Jean-André d’Argentières meurt en 1946 après une chute de cheval. Il laisse le domaine d’Argentières à ses deux enfants, André et Marguerite. André, fils unique écrasé par la figure paternelle, s’est marié sur le tard et par défaut avec Jeanne, une jeune femme rigide et peu aimante. Marguerite est quant à elle une veuve au fort caractère, mère de deux filles déjà adultes. La soeur d’André et Marguerite, Antoinette, est décédée bien des années auparavant dans des circonstances tragiques, mais l’ombre de la jeune femme, artiste libre et fantasque, pour laquelle leur père n’a jamais caché sa préférence, plane encore sur la famille… De 1946 aux années 90, ce roman suit trois générations d’une grande famille française dont la situation sociale et financière va se dégrader peu à peu.
Les insomniaques est une fresque familiale ambitieuse qui retrace en plus de 600 pages près de 40 ans de l’histoire de France à travers le destin d’une famille aristocratique, de la fin de la deuxième guerre mondiale à la guerre d’Indochine, de mai 68 aux années sida… Par petites touches Camille de Villeneuve raconte la fin d’une époque et d’une façon de vivre, l’évolution des mœurs et la fin des privilèges pour une certaine catégorie de la population. Avec la mort du patriarche qui intervient dès les premières pages c’est un lent déclin qui s’amorce d’emblée pour la famille d’Argentières. Les personnages se révèlent tous un peu pathétiques, chacun à leur façon, mais presque tous figés dans leurs certitudes et leurs positions, se raccrochant à leur grandeur passée. Une famille sans amour, où l’on s’épie, l’on se juge sans cesse, et où l’on se fréquente plus par obligation que par envie.
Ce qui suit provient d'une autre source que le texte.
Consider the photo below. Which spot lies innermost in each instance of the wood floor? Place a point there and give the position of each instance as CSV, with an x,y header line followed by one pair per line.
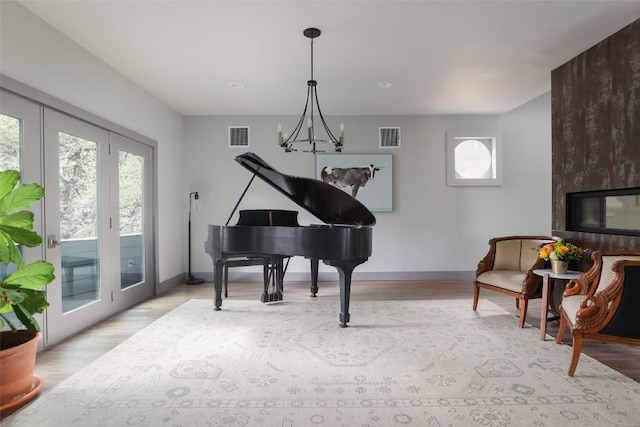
x,y
63,360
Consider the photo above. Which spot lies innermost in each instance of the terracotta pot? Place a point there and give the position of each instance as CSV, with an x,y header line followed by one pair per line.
x,y
17,361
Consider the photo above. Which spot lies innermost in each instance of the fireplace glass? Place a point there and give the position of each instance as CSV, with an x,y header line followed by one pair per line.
x,y
610,211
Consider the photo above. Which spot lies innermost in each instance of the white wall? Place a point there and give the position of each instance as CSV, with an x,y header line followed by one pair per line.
x,y
434,231
34,53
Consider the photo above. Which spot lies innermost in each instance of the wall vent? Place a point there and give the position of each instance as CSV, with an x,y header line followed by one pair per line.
x,y
238,136
390,137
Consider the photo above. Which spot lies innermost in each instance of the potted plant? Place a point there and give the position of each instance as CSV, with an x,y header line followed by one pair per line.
x,y
21,291
560,253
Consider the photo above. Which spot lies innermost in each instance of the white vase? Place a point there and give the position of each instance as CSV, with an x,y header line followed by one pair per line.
x,y
559,267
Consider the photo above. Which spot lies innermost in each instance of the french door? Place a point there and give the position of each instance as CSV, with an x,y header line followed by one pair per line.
x,y
95,218
97,225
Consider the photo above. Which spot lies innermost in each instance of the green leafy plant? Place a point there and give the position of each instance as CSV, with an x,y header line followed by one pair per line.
x,y
21,291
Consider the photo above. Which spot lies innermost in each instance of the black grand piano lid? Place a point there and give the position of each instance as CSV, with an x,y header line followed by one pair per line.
x,y
326,202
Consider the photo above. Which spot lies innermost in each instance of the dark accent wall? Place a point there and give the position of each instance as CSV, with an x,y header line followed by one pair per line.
x,y
595,112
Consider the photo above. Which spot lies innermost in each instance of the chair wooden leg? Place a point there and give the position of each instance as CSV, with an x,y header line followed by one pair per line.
x,y
577,350
523,312
476,296
561,328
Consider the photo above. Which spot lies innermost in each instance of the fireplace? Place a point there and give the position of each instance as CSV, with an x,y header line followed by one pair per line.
x,y
605,212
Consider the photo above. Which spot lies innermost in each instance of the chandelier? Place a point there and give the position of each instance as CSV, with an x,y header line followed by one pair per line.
x,y
310,144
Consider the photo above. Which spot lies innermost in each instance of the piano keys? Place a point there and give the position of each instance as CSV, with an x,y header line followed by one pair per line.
x,y
344,241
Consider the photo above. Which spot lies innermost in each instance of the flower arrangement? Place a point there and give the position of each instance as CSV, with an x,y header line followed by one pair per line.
x,y
560,250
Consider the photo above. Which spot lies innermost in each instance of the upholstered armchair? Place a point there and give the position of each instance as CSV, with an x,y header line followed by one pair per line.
x,y
604,303
508,268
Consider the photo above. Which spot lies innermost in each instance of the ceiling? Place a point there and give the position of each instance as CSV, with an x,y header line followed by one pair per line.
x,y
441,57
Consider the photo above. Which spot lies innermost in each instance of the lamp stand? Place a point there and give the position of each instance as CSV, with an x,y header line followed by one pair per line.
x,y
190,279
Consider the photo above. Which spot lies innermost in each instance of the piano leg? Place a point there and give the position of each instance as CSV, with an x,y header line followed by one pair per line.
x,y
314,276
218,268
345,270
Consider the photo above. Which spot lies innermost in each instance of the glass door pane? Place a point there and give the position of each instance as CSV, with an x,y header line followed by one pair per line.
x,y
131,234
77,224
20,134
132,256
10,146
78,189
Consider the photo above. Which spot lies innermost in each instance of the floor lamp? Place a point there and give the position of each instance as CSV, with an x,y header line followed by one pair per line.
x,y
192,280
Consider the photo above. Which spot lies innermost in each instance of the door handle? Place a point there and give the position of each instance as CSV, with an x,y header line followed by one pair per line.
x,y
52,242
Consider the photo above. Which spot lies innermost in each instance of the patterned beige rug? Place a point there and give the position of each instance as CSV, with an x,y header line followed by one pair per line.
x,y
400,363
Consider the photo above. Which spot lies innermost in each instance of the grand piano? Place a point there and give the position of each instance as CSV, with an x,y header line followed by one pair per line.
x,y
344,241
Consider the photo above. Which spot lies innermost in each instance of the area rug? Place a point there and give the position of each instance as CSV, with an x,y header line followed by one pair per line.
x,y
399,363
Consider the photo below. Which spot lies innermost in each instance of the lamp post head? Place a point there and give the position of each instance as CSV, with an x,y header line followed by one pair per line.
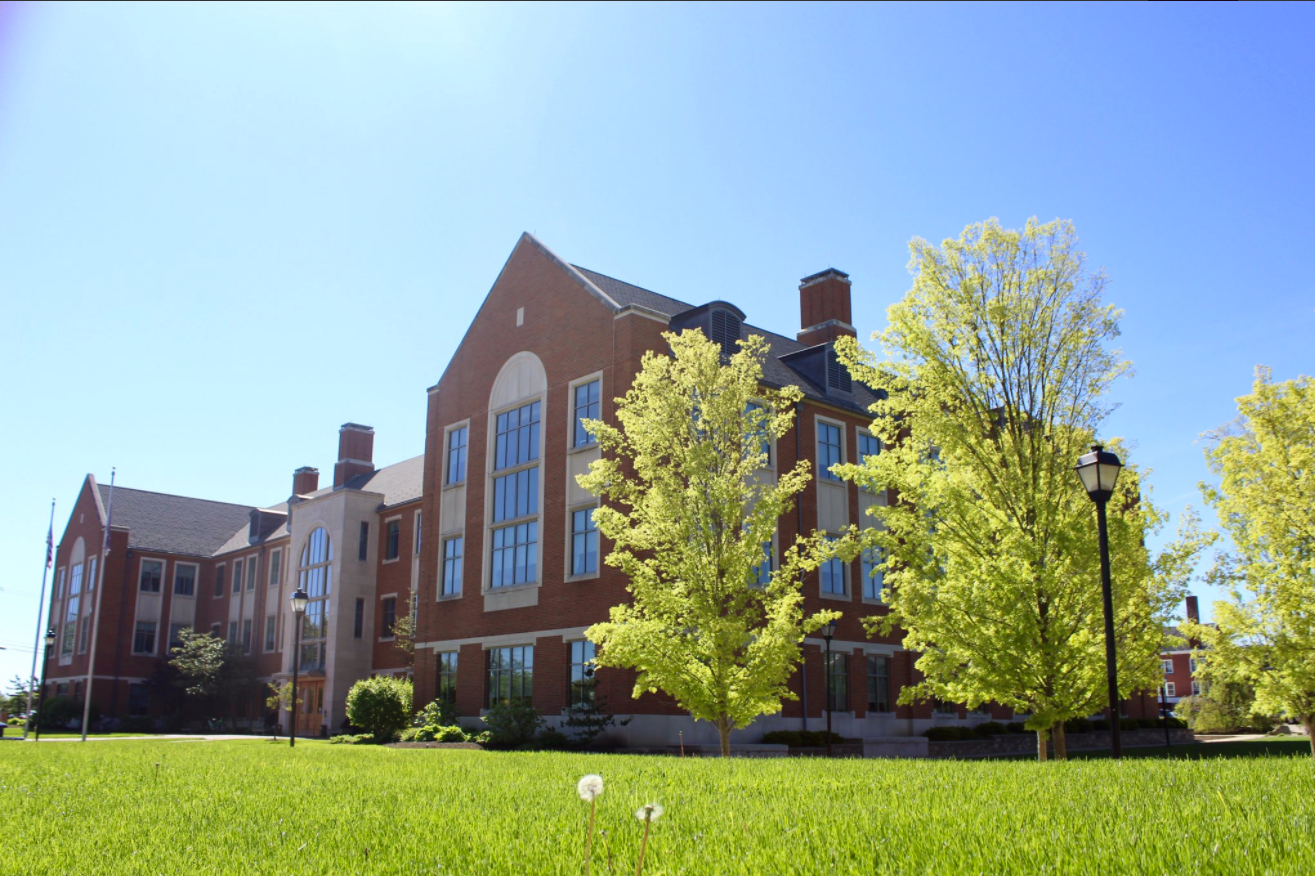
x,y
1098,472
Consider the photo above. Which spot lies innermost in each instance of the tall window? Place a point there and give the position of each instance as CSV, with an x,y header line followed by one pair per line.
x,y
584,542
447,676
517,437
868,446
453,549
754,413
143,638
583,681
150,579
762,574
833,574
516,496
512,675
184,579
879,683
587,407
316,579
838,689
829,450
456,455
872,576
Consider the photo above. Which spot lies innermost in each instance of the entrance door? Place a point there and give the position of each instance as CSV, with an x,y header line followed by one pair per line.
x,y
310,712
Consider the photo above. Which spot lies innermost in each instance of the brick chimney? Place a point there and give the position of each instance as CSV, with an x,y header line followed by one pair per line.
x,y
305,480
355,453
825,308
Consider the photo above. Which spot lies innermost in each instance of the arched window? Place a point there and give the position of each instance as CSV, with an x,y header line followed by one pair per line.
x,y
316,579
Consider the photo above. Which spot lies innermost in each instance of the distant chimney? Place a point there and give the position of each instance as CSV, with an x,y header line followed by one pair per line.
x,y
355,453
305,480
825,308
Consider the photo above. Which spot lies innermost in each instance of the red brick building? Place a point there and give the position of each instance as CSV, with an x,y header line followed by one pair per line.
x,y
488,534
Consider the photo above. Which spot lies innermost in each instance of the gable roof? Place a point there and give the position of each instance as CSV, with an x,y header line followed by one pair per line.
x,y
775,371
174,524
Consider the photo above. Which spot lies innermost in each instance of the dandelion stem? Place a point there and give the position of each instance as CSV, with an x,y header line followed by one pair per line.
x,y
643,845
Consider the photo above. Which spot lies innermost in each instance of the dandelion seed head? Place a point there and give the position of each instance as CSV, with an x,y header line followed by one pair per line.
x,y
648,812
589,788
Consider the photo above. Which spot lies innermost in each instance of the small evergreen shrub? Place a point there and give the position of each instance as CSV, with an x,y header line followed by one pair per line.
x,y
513,724
380,706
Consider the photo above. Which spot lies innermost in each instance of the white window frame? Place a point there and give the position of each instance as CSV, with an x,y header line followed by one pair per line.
x,y
383,597
141,571
396,518
571,418
568,559
196,579
491,474
447,430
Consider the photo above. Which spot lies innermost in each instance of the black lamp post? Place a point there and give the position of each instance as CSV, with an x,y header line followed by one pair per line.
x,y
45,659
827,633
299,608
1099,470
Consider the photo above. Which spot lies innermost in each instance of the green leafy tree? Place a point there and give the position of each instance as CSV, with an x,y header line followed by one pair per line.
x,y
998,362
380,706
1265,500
689,511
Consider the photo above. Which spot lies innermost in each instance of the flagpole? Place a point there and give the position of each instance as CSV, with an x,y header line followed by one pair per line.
x,y
41,610
100,591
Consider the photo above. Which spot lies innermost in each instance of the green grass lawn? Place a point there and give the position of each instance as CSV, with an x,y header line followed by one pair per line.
x,y
254,806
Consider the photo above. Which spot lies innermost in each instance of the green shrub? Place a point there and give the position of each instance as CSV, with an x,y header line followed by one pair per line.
x,y
512,724
380,706
439,713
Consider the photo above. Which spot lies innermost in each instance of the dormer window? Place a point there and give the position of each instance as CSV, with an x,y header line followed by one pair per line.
x,y
836,375
725,333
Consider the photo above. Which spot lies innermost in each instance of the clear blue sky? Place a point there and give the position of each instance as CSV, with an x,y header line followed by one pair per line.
x,y
225,230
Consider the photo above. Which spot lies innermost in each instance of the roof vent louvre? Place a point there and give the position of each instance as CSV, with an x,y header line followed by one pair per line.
x,y
836,375
726,329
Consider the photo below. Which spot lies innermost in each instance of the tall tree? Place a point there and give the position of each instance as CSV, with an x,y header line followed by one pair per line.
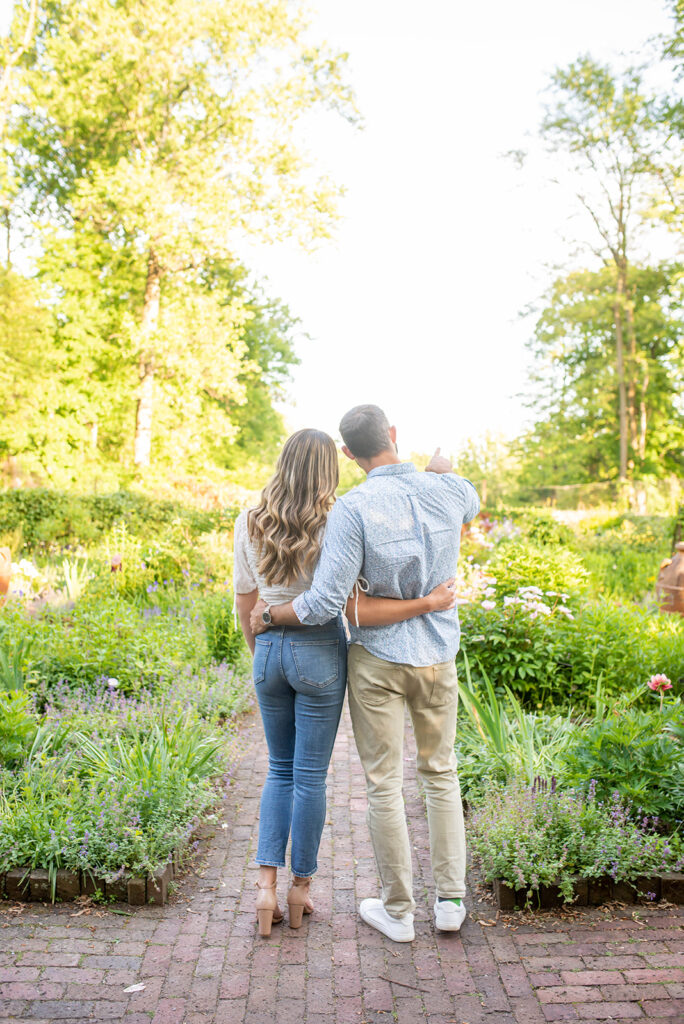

Et dans laquelle on encaisse les drames de la vie en essayant toujours, et surtout, de sauver les apparences.
J’ai beaucoup aimé la première partie du roman, autour d’André, Jeanne et Marguerite, qui sont à mon avis les personnages les plus aboutis, ceux qui ont le plus de chair et de consistance, mais j’ai un peu décroché par la suite, quand le récit s’intéresse plus à leurs enfants et petit-enfants. Le rythme devient ronronnant, et malgré l’aide de l’arbre généalogique, j’ai eu parfois un peu de mal à m’y retrouver parmi tous ces personnages qui se ressemblent un peu trop. Malgré son poids, Les insomniaques me laisse donc un petit goût d’inachevé, mais il s’agit d’un premier roman (Camille de Villeneuve n’a que 28 ans) et l’ambition de ce projet, la richesse des thèmes abordés, la rigueur de l’écriture laisse présager de beaux romans à venir, et un bel avenir à cet auteur!
Editions Philippe Rey 2009, 602 pages, 20€
Il me fait penser à Une Vie française de Jean-paul Dubois mais je me trompe peut-être…
Je n’ai pas lu ce livre de Dubois, mais j’en ai lu d’autres, et je pense que le contexte historique et politique est sans doute plus présent chez Dubois que dans “les insomniaques” (ici ce n’est finalement qu’un arrière-plan).